1943 enfin, c’est pour les Français et les Marocains, frères d’armes, la lutte pour la liberté dans la fraternité du sang versé
A la fin du mois de novembre 1943, les premiers éléments du corps expéditionnaire français (CEF) débarquent dans la péninsule italienne. Ses effectifs initiaux se renforceront dans les mois suivants, jusqu’à atteindre 95.000 hommes, soit environ 10 % des effectifs alliés, au moment de la libération de Rome, le 4 juin 1944. Les combats d’Italie furent des plus meurtriers et la victoire chèrement arrachée lors de batailles désormais entrées dans la mémoire collective du conflit (Garigliano, Monte Cassino). Durant ces combats le CEF perd, de novembre 1943 à juillet 1944, après huit mois d’opérations, 32.171 hommes (dont 60 % de Maghrébins) sur 80.000 pleinement engagés (6.577 tués, 2.088 disparus et 23.506 blessés).

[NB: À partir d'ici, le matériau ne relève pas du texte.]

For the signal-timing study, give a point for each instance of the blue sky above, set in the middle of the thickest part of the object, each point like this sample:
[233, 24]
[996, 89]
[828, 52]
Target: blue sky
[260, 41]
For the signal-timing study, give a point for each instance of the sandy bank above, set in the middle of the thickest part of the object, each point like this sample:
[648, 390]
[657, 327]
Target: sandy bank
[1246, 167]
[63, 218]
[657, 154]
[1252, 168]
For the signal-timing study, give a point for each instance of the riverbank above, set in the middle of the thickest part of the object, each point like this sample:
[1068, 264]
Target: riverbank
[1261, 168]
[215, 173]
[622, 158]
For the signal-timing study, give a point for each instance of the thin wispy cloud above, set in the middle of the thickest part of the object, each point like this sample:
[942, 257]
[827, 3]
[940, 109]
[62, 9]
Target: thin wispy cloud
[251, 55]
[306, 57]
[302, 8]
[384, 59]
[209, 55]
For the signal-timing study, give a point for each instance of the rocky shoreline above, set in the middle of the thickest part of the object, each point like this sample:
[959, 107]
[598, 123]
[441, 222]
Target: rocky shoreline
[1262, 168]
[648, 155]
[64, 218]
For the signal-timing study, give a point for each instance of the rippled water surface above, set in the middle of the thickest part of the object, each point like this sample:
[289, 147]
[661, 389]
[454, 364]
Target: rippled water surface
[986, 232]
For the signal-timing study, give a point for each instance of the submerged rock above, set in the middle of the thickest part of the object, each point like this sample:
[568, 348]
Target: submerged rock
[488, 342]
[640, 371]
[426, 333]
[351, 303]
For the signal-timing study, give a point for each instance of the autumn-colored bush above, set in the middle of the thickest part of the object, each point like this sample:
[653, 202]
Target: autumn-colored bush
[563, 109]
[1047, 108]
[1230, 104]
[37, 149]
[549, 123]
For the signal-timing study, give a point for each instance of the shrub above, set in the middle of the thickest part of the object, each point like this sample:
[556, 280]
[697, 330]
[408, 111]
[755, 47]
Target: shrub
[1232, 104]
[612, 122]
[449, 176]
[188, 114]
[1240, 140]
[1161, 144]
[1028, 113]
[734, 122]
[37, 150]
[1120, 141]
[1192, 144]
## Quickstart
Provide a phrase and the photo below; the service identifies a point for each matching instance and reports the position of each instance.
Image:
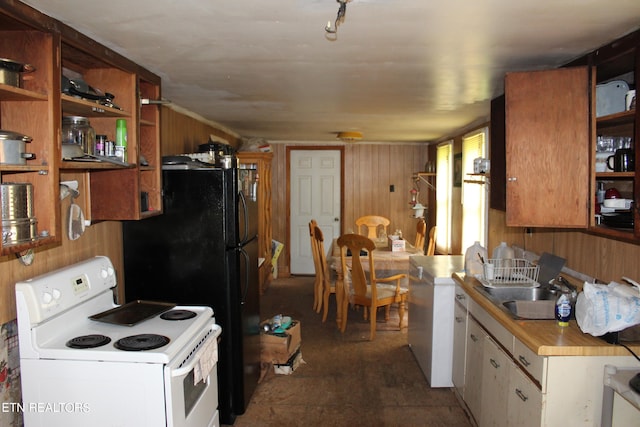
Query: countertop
(545, 337)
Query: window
(474, 195)
(444, 184)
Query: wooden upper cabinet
(548, 143)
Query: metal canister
(77, 130)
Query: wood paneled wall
(370, 170)
(605, 259)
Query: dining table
(387, 262)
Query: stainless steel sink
(522, 303)
(519, 294)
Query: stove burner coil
(88, 341)
(178, 315)
(141, 342)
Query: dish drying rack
(499, 273)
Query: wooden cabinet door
(473, 367)
(459, 347)
(524, 400)
(495, 385)
(547, 148)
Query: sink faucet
(562, 285)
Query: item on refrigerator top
(618, 203)
(10, 71)
(203, 250)
(610, 97)
(612, 193)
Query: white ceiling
(411, 70)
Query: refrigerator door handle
(245, 285)
(243, 202)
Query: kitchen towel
(208, 359)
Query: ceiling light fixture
(349, 136)
(342, 11)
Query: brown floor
(346, 380)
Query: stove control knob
(47, 297)
(107, 272)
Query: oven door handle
(184, 370)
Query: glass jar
(77, 130)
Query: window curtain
(474, 195)
(444, 185)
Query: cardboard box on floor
(291, 365)
(278, 348)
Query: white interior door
(314, 194)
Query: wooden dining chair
(373, 222)
(328, 276)
(431, 247)
(317, 284)
(371, 293)
(421, 233)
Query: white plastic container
(474, 258)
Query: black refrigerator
(203, 250)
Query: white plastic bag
(607, 308)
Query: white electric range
(86, 361)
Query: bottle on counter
(474, 259)
(121, 139)
(563, 310)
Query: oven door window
(192, 392)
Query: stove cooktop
(157, 339)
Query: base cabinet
(460, 317)
(473, 368)
(495, 385)
(507, 384)
(524, 400)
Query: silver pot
(10, 71)
(16, 200)
(19, 230)
(13, 148)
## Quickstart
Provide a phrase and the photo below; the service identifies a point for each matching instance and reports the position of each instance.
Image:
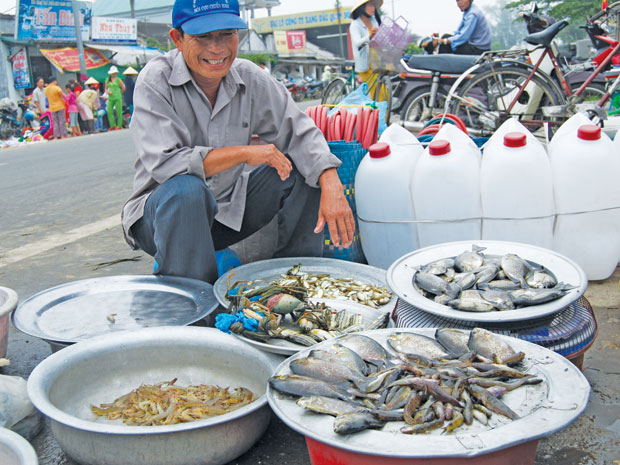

Le 2e groupe de tabors marocains (2e GTM) est l’une des six unités d’infanterie les plus décorés de la Seconde Guerre mondiale. Si on reconnaît la valeur des hommes à la hauteur des sacrifices consentis, les pertes et les citations au combat de cette unité formée à 80% de soldats marocains et de 20% de soldats français illustrent, sans conteste, les propos d’André Malraux- chantre de « la condition humaine » et de « l’Espoir » – qui déclarait dans sa correspondance de guerre que « le sacrifice est le seul domaine aussi fort que celui du mal ». Mais elles renouvellent aussi, présente et universelle, la pensée d’Aristote faisant du « sacrifice de soi, la condition de la vertu ».
La mémoire de cette vertu partagée est aujourd’hui toujours vivante, elle a 80 ans.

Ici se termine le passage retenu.